Grigsby went on to insist that a politician is apparently not supposed to consider the interests of the people, or even the people who voted for him, but only of the people who gave him the most money: “I wish he could be here to look you in the eye,” Grigsby said, referring to Reid’s dear departed millionaire buddy and backer, and urged “Ken” to “consider some political advice: Dance with the ones that brought you.” (I think he meant “bought you.”)
[Of course, you’d never know it from reading the account of the above provided by Leesburg Today (Motto: One of the World’s Newspapers), but the name of this particular mysterious departed donor was Washington-area commercial real estate developer Christopher W. Walker, who gave Reid a cool $7,000 for his election campaign.
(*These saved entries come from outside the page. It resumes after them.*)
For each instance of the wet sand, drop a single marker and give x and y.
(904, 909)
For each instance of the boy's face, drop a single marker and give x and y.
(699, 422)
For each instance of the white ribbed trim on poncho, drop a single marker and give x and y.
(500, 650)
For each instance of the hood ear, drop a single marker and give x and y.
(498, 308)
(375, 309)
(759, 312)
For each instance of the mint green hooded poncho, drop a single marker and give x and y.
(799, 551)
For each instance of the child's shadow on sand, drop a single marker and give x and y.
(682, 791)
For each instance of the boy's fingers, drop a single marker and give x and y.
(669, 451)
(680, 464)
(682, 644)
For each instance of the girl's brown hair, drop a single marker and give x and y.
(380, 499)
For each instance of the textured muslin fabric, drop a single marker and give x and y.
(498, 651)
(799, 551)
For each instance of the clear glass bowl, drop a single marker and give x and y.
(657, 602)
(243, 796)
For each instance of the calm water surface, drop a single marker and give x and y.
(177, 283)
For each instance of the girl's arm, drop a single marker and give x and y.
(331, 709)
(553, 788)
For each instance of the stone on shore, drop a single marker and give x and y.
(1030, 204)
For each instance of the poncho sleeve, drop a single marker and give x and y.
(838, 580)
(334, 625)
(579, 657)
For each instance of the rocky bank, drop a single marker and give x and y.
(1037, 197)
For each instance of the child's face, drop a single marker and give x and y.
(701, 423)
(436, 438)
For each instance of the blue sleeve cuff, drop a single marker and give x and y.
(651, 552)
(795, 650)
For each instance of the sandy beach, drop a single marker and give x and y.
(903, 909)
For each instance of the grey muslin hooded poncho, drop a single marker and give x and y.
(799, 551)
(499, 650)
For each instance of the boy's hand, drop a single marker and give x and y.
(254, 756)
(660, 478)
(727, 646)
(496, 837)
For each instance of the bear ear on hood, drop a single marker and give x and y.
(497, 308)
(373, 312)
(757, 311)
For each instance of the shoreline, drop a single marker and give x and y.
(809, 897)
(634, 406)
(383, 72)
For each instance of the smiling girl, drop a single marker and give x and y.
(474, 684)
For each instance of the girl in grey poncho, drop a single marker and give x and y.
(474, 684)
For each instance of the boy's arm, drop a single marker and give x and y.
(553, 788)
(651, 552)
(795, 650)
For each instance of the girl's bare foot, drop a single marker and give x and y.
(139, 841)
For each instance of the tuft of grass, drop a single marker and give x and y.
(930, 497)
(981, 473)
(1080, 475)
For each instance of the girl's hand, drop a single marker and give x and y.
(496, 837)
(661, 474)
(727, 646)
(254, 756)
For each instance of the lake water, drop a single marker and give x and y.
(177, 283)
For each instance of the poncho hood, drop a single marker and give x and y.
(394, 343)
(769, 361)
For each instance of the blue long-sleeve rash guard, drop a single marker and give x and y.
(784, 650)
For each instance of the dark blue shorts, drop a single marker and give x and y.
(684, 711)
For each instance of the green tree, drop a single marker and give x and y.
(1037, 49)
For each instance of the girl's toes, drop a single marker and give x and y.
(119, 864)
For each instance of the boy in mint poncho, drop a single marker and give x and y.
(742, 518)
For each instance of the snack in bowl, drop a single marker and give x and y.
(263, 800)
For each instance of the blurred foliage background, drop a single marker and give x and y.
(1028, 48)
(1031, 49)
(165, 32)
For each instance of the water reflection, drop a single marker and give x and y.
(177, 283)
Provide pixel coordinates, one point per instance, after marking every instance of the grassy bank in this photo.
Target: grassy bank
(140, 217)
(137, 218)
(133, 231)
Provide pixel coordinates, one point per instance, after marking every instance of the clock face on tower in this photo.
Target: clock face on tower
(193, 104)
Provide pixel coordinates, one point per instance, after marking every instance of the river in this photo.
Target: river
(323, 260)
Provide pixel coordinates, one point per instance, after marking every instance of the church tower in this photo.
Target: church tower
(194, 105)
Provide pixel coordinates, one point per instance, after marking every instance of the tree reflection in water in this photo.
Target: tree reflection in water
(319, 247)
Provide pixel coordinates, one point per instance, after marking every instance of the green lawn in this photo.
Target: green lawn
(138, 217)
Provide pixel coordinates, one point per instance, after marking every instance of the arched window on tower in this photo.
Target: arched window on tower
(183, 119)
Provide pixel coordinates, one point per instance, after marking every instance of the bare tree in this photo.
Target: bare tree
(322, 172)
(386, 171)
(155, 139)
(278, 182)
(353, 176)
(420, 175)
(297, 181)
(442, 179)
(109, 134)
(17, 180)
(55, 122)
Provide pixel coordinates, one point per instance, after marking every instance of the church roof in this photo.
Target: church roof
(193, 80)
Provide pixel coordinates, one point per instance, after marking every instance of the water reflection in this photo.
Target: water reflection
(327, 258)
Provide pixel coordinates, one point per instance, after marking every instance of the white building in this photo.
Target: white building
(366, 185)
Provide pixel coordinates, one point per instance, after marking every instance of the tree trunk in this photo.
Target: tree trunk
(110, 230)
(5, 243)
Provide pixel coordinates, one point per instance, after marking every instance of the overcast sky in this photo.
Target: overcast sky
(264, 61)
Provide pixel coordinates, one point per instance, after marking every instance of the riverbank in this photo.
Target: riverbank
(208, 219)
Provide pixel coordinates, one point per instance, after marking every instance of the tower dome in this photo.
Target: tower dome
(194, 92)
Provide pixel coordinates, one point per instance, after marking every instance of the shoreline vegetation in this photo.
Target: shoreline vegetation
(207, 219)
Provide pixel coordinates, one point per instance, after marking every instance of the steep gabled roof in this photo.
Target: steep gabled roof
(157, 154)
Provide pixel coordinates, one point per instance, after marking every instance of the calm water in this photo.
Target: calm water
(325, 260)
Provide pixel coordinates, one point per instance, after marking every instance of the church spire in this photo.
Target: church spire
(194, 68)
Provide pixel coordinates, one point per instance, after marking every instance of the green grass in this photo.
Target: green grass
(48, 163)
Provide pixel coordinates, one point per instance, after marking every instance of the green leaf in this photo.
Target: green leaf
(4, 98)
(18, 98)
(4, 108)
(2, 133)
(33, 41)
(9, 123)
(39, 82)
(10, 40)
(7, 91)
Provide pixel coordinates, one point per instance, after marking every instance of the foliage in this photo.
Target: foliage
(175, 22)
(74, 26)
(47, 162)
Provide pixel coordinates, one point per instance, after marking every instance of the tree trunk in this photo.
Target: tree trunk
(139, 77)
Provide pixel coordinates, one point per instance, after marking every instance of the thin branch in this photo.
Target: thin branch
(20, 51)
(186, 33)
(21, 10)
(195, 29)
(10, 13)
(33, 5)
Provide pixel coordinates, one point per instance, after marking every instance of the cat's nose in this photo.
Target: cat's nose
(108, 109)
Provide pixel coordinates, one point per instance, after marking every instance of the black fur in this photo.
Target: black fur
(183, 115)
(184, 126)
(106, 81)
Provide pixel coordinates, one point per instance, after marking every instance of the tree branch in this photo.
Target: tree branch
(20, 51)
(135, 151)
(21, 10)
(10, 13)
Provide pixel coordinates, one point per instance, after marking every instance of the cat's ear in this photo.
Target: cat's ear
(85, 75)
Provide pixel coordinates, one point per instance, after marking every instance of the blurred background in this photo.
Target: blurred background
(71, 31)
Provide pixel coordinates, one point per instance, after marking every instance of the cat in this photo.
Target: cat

Walker, when he was with us, was famous for suing the Washington Airports Authority, claiming they owed him and fellow real estate owners $200 million for the harm that the Dulles Toll Road inflicted upon them by charging tolls. Of course, the fact that the Toll Road would not have existed in the first place without tolls would seem to cause a little logical problem in that argument, as a U.S. District judge concluded in throwing the suit out in 2010. Walker was also a leading opponent of rail to Dulles.]
Then we had the extremely humorous spectacle of “Ken” managing to parlay his utter indecisiveness and flip-flopping over his vote into the media attention he is always so desperately in need of; by holding out to the last minute and then providing the crucial fifth vote in favor of Metro, “Ken” managed to become the star of the show and be interviewed by NPR and quoted in the Washington Post the same day, which must have nearly overcome him with excitement and made it all worth while.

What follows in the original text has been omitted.